Dynamic Tracking Human Mesenchymal Stem Cells Tropism following Smoke Inhalation Injury in NOD/SCID Mice

1Respiratory Department, Affiliated Jiangning Hospital, Nanjing Medical University, Jiangsu, China
2Institute of Disaster Medicine and Public Health, Affiliated Hospital of Logistic University of Chinese People’s Armed Police Force, Tianjin 300162, China
3Respiratory Department, Affiliated Nanjing Children’s Hospital, Nanjing Medical University, Jiangsu, China

Received 21 March 2016; Revised 22 June 2016; Accepted 28 June 2016

Academic Editor: Francesco Petrella

Copyright © 2016 MeiJuan Song et al.
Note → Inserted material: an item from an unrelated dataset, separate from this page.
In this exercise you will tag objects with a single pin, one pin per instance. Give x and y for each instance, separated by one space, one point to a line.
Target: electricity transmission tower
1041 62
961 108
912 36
This is an open access article distributed under the Creative Commons Attribution License, which permits unrestricted use, distribution, and reproduction in any medium, provided the original work is properly cited.

Abstract

Multiple preclinical evidences have supported the potential value of mesenchymal stem cells (MSCs) for treatment of acute lung injury (ALI). However, few studies focus on the dynamic tropism of MSCs in animals with acute lung injury. In this study, we track systemically transplanted human bone marrow-derived mesenchymal stem cells (hBMSCs) in NOD/SCID mice with smoke inhalation injury (SII) through bioluminescence imaging (BLI). The results showed that hBMSCs systemically delivered into healthy NOD/SCID mouse initially reside in the lungs and then partially translocate to the abdomen after 24 h. Compared with the uninjured control group treated with hBMSCs, higher numbers of hBMSCs were found in the lungs of the SII NOD/SCID mice. In both the uninjured and SII mice, the BLI signals in the lungs steadily decreased over time and disappeared by 5 days after treatment. hBMSCs significantly attenuated lung injury, elevated the levels of KGF, decreased the levels of TNF-α in BALF, and inhibited inflammatory cell infiltration in the mice with SII. In conclusion, our findings demonstrated that more systemically infused hBMSCs localized to the lungs in mice with SII. hBMSC xenografts repaired smoke inhalation-induced lung injury in mice. This repair was maybe due to the effect of anti-inflammatory and secreting KGF of hMSCs but not associated with the differentiation of the hBMSCs into alveolar epithelial cells.